RICHMOND, Va. (WAVY) — The constitutionality of Portsmouth Senator Louise Lucas' amendment regarding tolls was called into question Monday. Despite that, the Senate passed the house version of the state budget.
Sen. Lucas' budget amendments calls for a delay of the Midtown and Downtown Tunnel tolls until January 2014. That budget amendment passed the Senate Finance Committee which approved the Senate budget. But on Monday, the Commonwealth reminded senators that it is a violation of both the Constitution of the United States and of Virginia that the General Assembly cannot pass a law that interferes with contract laws. The toll project is under contract. WAVY.com obtained a document (see attached photo) that states:
The Commonwealth is concerned that the language contained in this budget amendment violates both the Constitution of the United States and Virginia. Specifically, the language stated that no toll shall be levied prior to the implementation and incorporation of this strategy into the Comprehensive Agreement violates the Contracts Clause because it legislatively attempts dictate a change in contract terms for a previously executed contract.
The state's Attorney General Ken Cuccinelli,
echoed the same sentiment in a document given to WAVY.com by the Governor's Office. The talking points cites specific reasons why the budget amendment could be an issue.
Sen. Lucas, in an interview with Andy Fox, said there is nothing wrong with the constitutionality of the language in her amendment, "People are calling it a potential snag, but it is not a snag. This language was vetted 100 percent before I presented it. Had there been a problem, all these lawyers sitting here on the Senate Finance Committee, one of them would have raised it."
Sen. Lucas, a Democrat, voted for the budget Monday.

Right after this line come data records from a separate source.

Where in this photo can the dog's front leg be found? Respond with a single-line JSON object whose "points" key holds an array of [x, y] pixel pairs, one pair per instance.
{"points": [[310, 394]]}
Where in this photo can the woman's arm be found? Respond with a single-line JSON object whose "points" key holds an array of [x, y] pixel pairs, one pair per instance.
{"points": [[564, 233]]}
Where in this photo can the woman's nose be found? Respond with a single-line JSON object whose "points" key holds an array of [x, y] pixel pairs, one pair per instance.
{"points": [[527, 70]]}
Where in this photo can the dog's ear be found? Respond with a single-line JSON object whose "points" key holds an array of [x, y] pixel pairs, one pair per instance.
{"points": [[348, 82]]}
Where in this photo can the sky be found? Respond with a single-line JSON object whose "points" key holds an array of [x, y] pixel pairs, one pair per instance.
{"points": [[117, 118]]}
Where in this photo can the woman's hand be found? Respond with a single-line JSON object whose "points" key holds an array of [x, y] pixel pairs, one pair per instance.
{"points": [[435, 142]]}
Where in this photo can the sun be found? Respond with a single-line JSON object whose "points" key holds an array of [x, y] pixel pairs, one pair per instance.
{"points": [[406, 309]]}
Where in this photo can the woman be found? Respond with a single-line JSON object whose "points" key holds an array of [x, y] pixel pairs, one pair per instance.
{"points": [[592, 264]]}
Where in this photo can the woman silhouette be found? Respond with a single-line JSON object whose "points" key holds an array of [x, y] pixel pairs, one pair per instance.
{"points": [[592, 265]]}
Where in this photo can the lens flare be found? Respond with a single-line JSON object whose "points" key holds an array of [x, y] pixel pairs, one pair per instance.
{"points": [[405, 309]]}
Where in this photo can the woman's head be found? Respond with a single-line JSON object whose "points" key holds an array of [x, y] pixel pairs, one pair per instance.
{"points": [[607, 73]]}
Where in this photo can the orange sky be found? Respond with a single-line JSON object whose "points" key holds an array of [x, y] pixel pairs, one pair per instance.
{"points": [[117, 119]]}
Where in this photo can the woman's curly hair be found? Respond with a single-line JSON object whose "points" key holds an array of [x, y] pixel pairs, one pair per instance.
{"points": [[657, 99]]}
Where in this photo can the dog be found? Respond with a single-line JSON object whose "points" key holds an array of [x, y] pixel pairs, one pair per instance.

Gov. Bob McDonnell's Press Secretary released the following statement on behalf of the governor:
“As part of our review of this legislation, the governor’s office consulted with the Office of the Attorney General to determine any legal issues that may result from this legislation, as we do with all bills. During that review, concerns were raised that any action by the General Assembly in regard to legislating changes to a legally binding contract would run afoul of established law. This information was conveyed to the Senate Finance Committee as they consider the proposed budget bills currently under discussion in the General Assembly.”
The House of Delegates will next take a look at the budget with the toll amendment, and has the option of rejecting the Senates approval.